Facebook’s Libra creating a shadow banking system, say US banks
Facebook’s Libra is creating “a ‘shadow banking’ system”, says some of the US’ biggest banks at this month’s Federal Advisory Council meeting.
Bloomberg reports the meeting minutes, in which the banks calls out the social media giant for “potentially creating a digital monetary ecosystem outside of sanctioned financial markets”.
Federal chairman Jerome Powell and vice chairman of supervision Randal Quarles, along with members of the US Congress, have all voiced opposition to the digital currency.
“As consumers adopt Libra, more deposits could migrate onto the platform, effectively reducing liquidity, and that disintermediation may further expand into loan and investment services,” says banks.
Major worries for the big players included decreases in demand-deposit accounts and bank payment volumes, as well as the threat the crypto poses to banks’ private business model.

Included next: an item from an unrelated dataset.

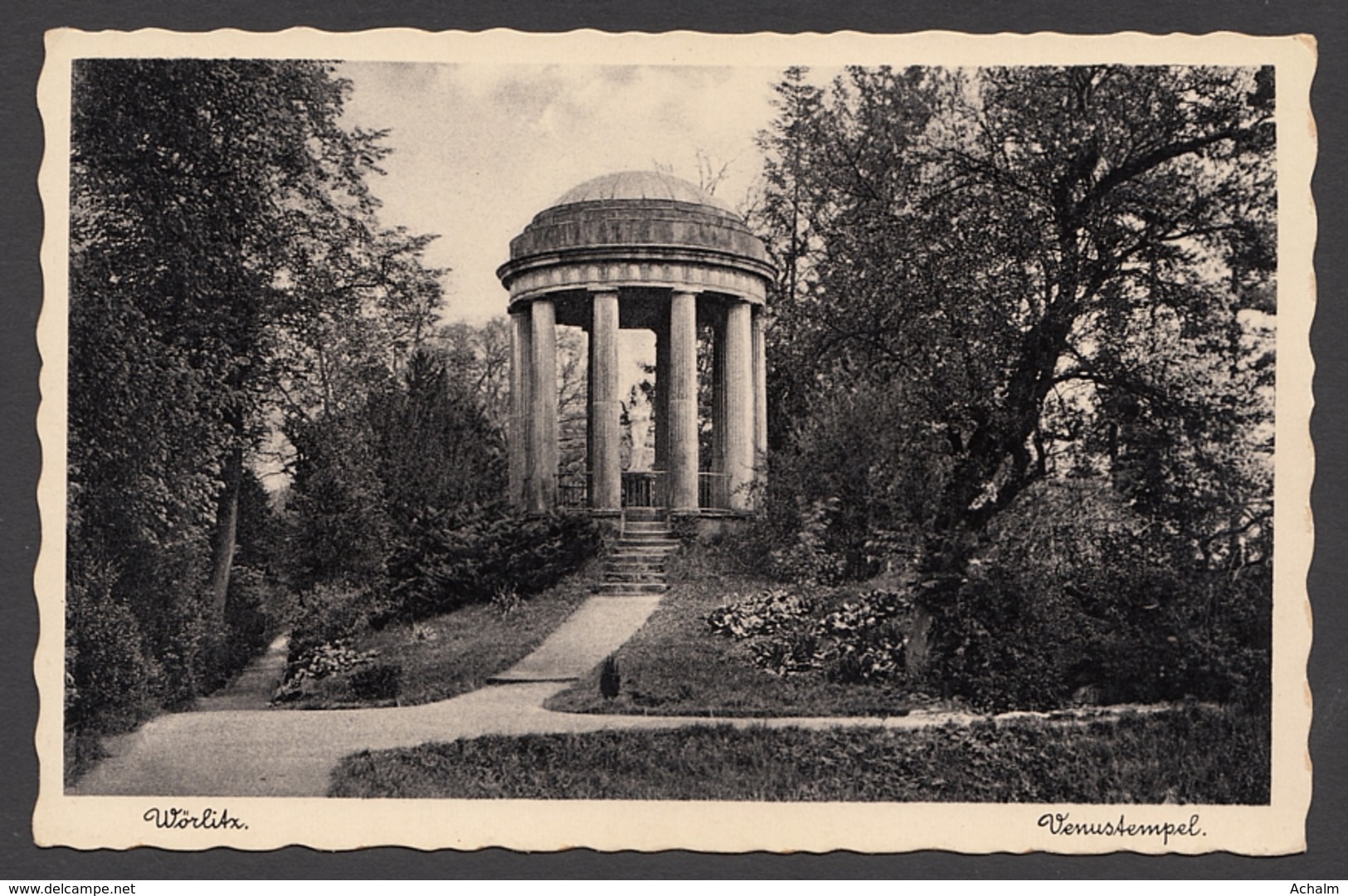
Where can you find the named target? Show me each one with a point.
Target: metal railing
(646, 488)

Related: German blockchain strategy fires warning shot at Facebook’s Libra project
US bankers also highlighted the threat Libra may have to their national monetary policy, saying the crypto has the “potential to reduce the ability of states to monitor, manage and influence local economies”.
The regulatory reaction in the US to the developmental stablecoin resonates with sentiments felt across the Atlantic by Germany and France.
Germany’s federal finance minister Olaf Scholtzwe said in late September his country “must protect consumers and state sovereignty”, after the country’s government announced it would fight any efforts by corporations to establish parallel currencies in the country.
“A core element of state sovereignty is the issuing of currency, we will not leave that up to private companies,” reiterated Scholtzwe.